The mechanics of the SE system (closing, voting, moderating) have been a good method for policing quality. Encouraging prior research, being specific and clear, etc.
But over the years there have always been complaints about the quality of questions. There is one kind of quality that is not addressed and that is: content, the actual subject matter of the questions.
There is a history over the years in this direction (links in this meta question).
And like the weather, no one ever seems to do anything about it.
What are some suggestions for questions, or general areas of questions from which we could generate a little more easily, ideas for questions?
Yes, this may be a little weird because why ask a question you may already know the answer to since actually asking it may come across as inauthentic. But I think asking interesting questions would be a good spur to ELU
What I am looking for is suggestion areas to help those with experience here to create questions with interesting content.
Here's a vague start:
- Language Log topics - There's a recent LL post about how people pronounce 'sts' at the end of words. What about 'sks' and 'sps' (as in 'whisks' and 'crisps'?
- old William Safire On Language articles for which he botched the answer (eg all of them?).

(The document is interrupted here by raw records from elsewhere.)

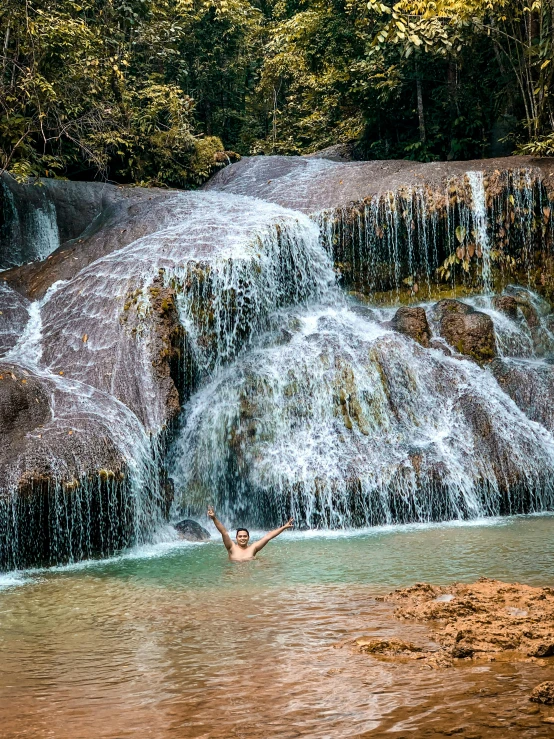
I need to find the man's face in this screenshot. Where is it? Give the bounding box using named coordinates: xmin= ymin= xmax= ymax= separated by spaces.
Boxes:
xmin=236 ymin=531 xmax=249 ymax=548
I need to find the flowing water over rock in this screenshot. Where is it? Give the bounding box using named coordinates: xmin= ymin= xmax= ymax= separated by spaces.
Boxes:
xmin=170 ymin=297 xmax=554 ymax=527
xmin=0 ymin=189 xmax=331 ymax=568
xmin=3 ymin=156 xmax=554 ymax=567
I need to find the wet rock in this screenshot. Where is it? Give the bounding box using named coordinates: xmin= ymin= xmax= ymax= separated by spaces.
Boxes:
xmin=530 ymin=682 xmax=554 ymax=705
xmin=490 ymin=359 xmax=554 ymax=430
xmin=3 ymin=184 xmax=175 ymax=299
xmin=0 ymin=284 xmax=30 ymax=356
xmin=0 ymin=362 xmax=135 ymax=569
xmin=372 ymin=579 xmax=554 ymax=669
xmin=306 ymin=143 xmax=357 ymax=162
xmin=390 ymin=307 xmax=431 ymax=347
xmin=528 ymin=643 xmax=554 ymax=658
xmin=504 ymin=286 xmax=541 ymax=328
xmin=354 ymin=637 xmax=422 ymax=656
xmin=431 ymin=299 xmax=473 ymax=321
xmin=492 ymin=295 xmax=519 ymax=320
xmin=0 ymin=364 xmax=51 ymax=444
xmin=429 ymin=339 xmax=453 ymax=356
xmin=433 ymin=299 xmax=496 ymax=362
xmin=174 ymin=519 xmax=211 ymax=541
xmin=451 ymin=643 xmax=475 ymax=659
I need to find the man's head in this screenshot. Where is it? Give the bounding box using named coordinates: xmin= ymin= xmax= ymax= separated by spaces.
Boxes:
xmin=236 ymin=528 xmax=250 ymax=548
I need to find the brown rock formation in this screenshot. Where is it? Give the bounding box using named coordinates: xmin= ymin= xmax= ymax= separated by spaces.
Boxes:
xmin=390 ymin=307 xmax=431 ymax=346
xmin=531 ymin=682 xmax=554 ymax=705
xmin=492 ymin=294 xmax=519 ymax=320
xmin=432 ymin=299 xmax=496 ymax=361
xmin=351 ymin=579 xmax=554 ymax=669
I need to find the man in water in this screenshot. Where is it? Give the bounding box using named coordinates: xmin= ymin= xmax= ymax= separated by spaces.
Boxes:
xmin=207 ymin=506 xmax=293 ymax=561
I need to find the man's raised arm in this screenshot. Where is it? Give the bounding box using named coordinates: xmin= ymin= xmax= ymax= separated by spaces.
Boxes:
xmin=253 ymin=518 xmax=294 ymax=553
xmin=207 ymin=506 xmax=233 ymax=551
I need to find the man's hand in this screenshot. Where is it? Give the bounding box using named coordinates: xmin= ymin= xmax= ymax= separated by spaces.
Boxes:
xmin=283 ymin=517 xmax=294 ymax=529
xmin=207 ymin=505 xmax=216 ymax=520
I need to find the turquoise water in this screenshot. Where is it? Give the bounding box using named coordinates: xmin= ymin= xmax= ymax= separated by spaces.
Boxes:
xmin=13 ymin=513 xmax=554 ymax=592
xmin=2 ymin=515 xmax=554 ymax=739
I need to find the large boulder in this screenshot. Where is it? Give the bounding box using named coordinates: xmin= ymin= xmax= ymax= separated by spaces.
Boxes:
xmin=174 ymin=519 xmax=210 ymax=541
xmin=432 ymin=299 xmax=496 ymax=362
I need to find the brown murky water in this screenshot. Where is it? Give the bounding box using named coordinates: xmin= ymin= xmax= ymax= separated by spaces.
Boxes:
xmin=1 ymin=516 xmax=554 ymax=738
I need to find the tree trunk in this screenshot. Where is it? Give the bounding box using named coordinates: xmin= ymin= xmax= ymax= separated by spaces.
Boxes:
xmin=416 ymin=61 xmax=426 ymax=144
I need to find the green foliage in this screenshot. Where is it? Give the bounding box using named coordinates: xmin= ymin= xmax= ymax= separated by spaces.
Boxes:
xmin=1 ymin=0 xmax=553 ymax=184
xmin=0 ymin=0 xmax=231 ymax=185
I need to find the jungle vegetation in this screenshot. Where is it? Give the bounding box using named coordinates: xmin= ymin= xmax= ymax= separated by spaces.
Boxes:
xmin=1 ymin=0 xmax=553 ymax=186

- Things in the news. I personally feel the 'covfefe' question was idiocy (I have stronger words for all the surrounding commentary), but at least it was interesting.

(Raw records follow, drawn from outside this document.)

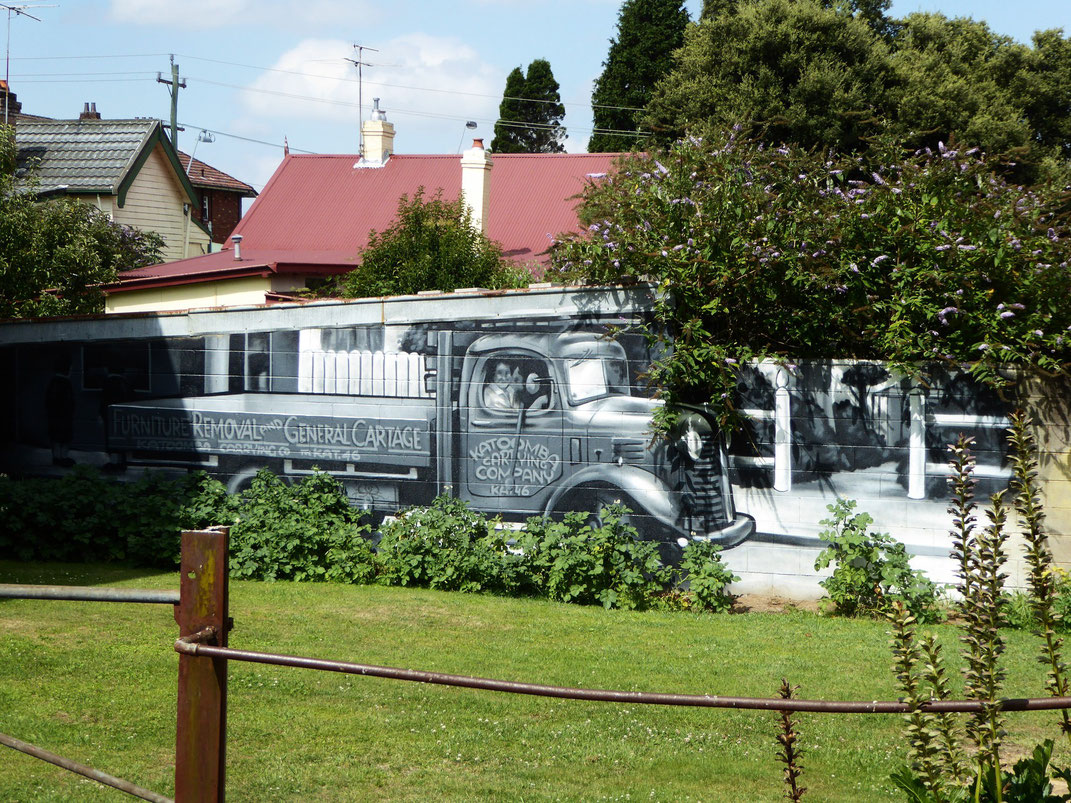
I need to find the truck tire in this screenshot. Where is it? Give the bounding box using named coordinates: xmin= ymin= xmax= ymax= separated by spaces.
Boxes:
xmin=560 ymin=484 xmax=683 ymax=564
xmin=223 ymin=462 xmax=284 ymax=496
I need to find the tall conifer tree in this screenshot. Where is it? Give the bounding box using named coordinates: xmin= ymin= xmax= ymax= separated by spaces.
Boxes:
xmin=589 ymin=0 xmax=689 ymax=153
xmin=491 ymin=59 xmax=566 ymax=153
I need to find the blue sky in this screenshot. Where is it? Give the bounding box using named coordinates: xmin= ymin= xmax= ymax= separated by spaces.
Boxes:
xmin=4 ymin=0 xmax=1069 ymax=193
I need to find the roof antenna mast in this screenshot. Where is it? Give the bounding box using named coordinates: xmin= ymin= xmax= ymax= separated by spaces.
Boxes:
xmin=1 ymin=2 xmax=54 ymax=127
xmin=345 ymin=43 xmax=378 ymax=158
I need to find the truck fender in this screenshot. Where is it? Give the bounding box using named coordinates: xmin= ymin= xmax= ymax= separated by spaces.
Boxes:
xmin=543 ymin=464 xmax=680 ymax=530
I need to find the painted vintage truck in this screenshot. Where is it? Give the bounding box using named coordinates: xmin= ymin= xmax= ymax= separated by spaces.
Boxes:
xmin=0 ymin=286 xmax=754 ymax=551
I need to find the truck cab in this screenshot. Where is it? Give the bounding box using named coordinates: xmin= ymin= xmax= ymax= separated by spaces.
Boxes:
xmin=457 ymin=332 xmax=754 ymax=548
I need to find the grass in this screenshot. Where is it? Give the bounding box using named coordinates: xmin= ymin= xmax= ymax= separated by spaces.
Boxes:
xmin=2 ymin=561 xmax=1069 ymax=802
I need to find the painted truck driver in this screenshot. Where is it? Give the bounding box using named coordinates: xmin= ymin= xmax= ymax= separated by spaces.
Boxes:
xmin=483 ymin=361 xmax=520 ymax=411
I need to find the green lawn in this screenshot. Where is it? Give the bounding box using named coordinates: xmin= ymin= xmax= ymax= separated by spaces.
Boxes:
xmin=1 ymin=561 xmax=1066 ymax=802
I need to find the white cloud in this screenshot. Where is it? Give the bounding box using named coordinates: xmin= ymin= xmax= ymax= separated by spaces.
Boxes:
xmin=239 ymin=34 xmax=502 ymax=153
xmin=109 ymin=0 xmax=378 ymax=31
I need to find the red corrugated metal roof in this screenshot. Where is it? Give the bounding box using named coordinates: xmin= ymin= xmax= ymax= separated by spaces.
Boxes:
xmin=112 ymin=150 xmax=622 ymax=291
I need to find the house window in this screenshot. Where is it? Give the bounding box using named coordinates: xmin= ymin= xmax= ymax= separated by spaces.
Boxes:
xmin=201 ymin=193 xmax=210 ymax=222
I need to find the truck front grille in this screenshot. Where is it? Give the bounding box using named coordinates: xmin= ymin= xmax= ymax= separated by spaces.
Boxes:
xmin=678 ymin=446 xmax=729 ymax=533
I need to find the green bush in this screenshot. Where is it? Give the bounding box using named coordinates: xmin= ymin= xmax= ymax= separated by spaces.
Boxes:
xmin=229 ymin=470 xmax=373 ymax=583
xmin=1004 ymin=569 xmax=1071 ymax=632
xmin=374 ymin=495 xmax=520 ymax=594
xmin=814 ymin=499 xmax=939 ymax=623
xmin=0 ymin=466 xmax=231 ymax=566
xmin=1 ymin=472 xmax=739 ymax=613
xmin=516 ymin=506 xmax=668 ymax=610
xmin=676 ymin=540 xmax=739 ymax=613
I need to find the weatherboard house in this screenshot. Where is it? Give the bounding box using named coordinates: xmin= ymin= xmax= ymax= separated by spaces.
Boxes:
xmin=14 ymin=105 xmax=218 ymax=263
xmin=101 ymin=106 xmax=620 ymax=313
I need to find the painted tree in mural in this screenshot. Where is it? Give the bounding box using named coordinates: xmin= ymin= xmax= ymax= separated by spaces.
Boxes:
xmin=652 ymin=0 xmax=1071 ymax=181
xmin=491 ymin=59 xmax=566 ymax=153
xmin=550 ymin=131 xmax=1071 ymax=427
xmin=0 ymin=126 xmax=163 ymax=317
xmin=587 ymin=0 xmax=689 ymax=153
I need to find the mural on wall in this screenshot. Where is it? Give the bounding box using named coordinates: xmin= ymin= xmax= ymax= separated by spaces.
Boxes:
xmin=0 ymin=289 xmax=1015 ymax=580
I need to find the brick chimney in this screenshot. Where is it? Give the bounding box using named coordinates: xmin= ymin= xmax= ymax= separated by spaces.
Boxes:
xmin=1 ymin=80 xmax=22 ymax=129
xmin=359 ymin=98 xmax=394 ymax=165
xmin=79 ymin=102 xmax=101 ymax=120
xmin=460 ymin=138 xmax=492 ymax=233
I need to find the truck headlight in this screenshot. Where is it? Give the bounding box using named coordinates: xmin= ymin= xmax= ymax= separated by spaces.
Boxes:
xmin=675 ymin=412 xmax=711 ymax=462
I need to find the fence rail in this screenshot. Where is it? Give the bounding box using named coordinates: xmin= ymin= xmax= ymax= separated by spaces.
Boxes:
xmin=0 ymin=584 xmax=179 ymax=604
xmin=174 ymin=628 xmax=1071 ymax=716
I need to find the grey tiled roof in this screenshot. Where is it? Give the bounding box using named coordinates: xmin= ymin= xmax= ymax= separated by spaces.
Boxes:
xmin=15 ymin=118 xmax=159 ymax=194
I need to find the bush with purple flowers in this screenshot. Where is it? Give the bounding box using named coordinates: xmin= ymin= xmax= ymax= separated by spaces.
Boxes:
xmin=551 ymin=130 xmax=1071 ymax=428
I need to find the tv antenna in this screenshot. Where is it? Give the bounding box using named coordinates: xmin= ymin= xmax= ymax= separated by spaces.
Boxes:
xmin=344 ymin=43 xmax=378 ymax=157
xmin=2 ymin=2 xmax=55 ymax=126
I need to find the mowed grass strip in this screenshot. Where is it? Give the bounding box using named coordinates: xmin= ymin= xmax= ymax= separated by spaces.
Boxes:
xmin=0 ymin=561 xmax=1066 ymax=802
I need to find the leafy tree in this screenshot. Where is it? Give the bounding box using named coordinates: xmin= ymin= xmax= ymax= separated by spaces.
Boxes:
xmin=1019 ymin=28 xmax=1071 ymax=167
xmin=702 ymin=0 xmax=891 ymax=36
xmin=491 ymin=59 xmax=566 ymax=153
xmin=887 ymin=15 xmax=1033 ymax=167
xmin=588 ymin=0 xmax=690 ymax=153
xmin=0 ymin=126 xmax=164 ymax=317
xmin=550 ymin=132 xmax=1071 ymax=427
xmin=341 ymin=188 xmax=528 ymax=298
xmin=652 ymin=1 xmax=1071 ymax=180
xmin=647 ymin=0 xmax=894 ymax=153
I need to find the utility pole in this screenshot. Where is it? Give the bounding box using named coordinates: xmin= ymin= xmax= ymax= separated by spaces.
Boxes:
xmin=344 ymin=43 xmax=377 ymax=158
xmin=156 ymin=53 xmax=185 ymax=149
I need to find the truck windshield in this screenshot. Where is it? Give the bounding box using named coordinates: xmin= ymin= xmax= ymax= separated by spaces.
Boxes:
xmin=565 ymin=357 xmax=629 ymax=404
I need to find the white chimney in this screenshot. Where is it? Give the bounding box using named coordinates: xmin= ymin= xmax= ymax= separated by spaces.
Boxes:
xmin=460 ymin=138 xmax=492 ymax=233
xmin=231 ymin=234 xmax=243 ymax=260
xmin=360 ymin=98 xmax=395 ymax=165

- Accents produced in media: I'm always watching TV shows that come from the UK (I'm AmE). And so I always have questions about pronunciation and local varieties.

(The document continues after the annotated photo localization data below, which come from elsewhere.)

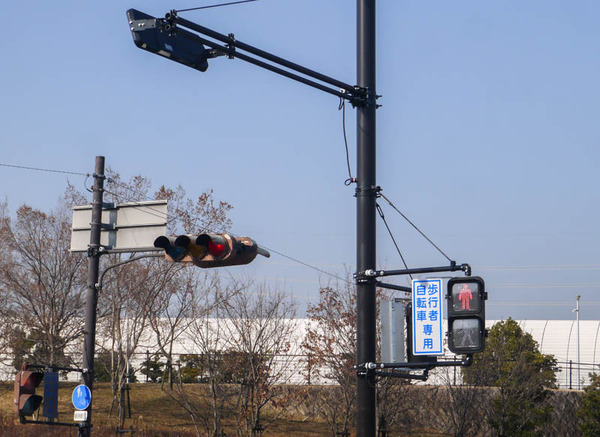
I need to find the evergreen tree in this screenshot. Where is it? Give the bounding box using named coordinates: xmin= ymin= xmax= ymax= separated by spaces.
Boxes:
xmin=463 ymin=318 xmax=557 ymax=436
xmin=577 ymin=373 xmax=600 ymax=437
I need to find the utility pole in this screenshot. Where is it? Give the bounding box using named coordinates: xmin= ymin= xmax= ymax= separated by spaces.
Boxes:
xmin=81 ymin=156 xmax=106 ymax=437
xmin=356 ymin=1 xmax=377 ymax=436
xmin=127 ymin=3 xmax=380 ymax=433
xmin=576 ymin=295 xmax=581 ymax=390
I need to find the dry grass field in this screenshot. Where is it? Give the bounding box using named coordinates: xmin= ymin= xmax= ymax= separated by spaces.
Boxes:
xmin=0 ymin=382 xmax=445 ymax=436
xmin=0 ymin=382 xmax=328 ymax=436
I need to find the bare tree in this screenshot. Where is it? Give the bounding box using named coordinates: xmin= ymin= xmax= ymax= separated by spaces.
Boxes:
xmin=302 ymin=278 xmax=356 ymax=436
xmin=222 ymin=283 xmax=299 ymax=437
xmin=99 ymin=256 xmax=171 ymax=426
xmin=149 ymin=266 xmax=199 ymax=389
xmin=434 ymin=365 xmax=487 ymax=437
xmin=158 ymin=274 xmax=243 ymax=437
xmin=187 ymin=274 xmax=240 ymax=436
xmin=0 ymin=199 xmax=86 ymax=368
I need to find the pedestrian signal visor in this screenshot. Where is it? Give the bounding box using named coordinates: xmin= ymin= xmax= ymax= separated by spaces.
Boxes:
xmin=446 ymin=276 xmax=487 ymax=354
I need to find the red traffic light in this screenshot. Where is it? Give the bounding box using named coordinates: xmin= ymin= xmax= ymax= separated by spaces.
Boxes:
xmin=14 ymin=370 xmax=44 ymax=417
xmin=196 ymin=234 xmax=229 ymax=259
xmin=209 ymin=240 xmax=225 ymax=257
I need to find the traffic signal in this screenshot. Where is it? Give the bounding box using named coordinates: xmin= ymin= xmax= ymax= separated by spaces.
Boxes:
xmin=14 ymin=367 xmax=44 ymax=418
xmin=446 ymin=276 xmax=487 ymax=354
xmin=126 ymin=9 xmax=211 ymax=72
xmin=154 ymin=233 xmax=270 ymax=268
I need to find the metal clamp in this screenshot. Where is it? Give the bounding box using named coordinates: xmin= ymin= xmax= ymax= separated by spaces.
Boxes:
xmin=349 ymin=86 xmax=378 ymax=108
xmin=354 ymin=185 xmax=381 ymax=198
xmin=226 ymin=33 xmax=236 ymax=59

- Where is Yoichi? Those were always great questions even when mechanically off-topic.
Sure, we want non-closable questions - ones that aren't simply "Hey, about them funny Brits and the way they talk with their lorries and crisps and lifts and shit?" - and that are more like "Truck in the US, Lorry in the UK: what is the provenance of the different usage and shit?"
And I'm not looking for people to copy paste Grammar Girl questions and then answers. More to get inspired by a Grammar Girl question then have people try to answer it without having Grammar Girl do it.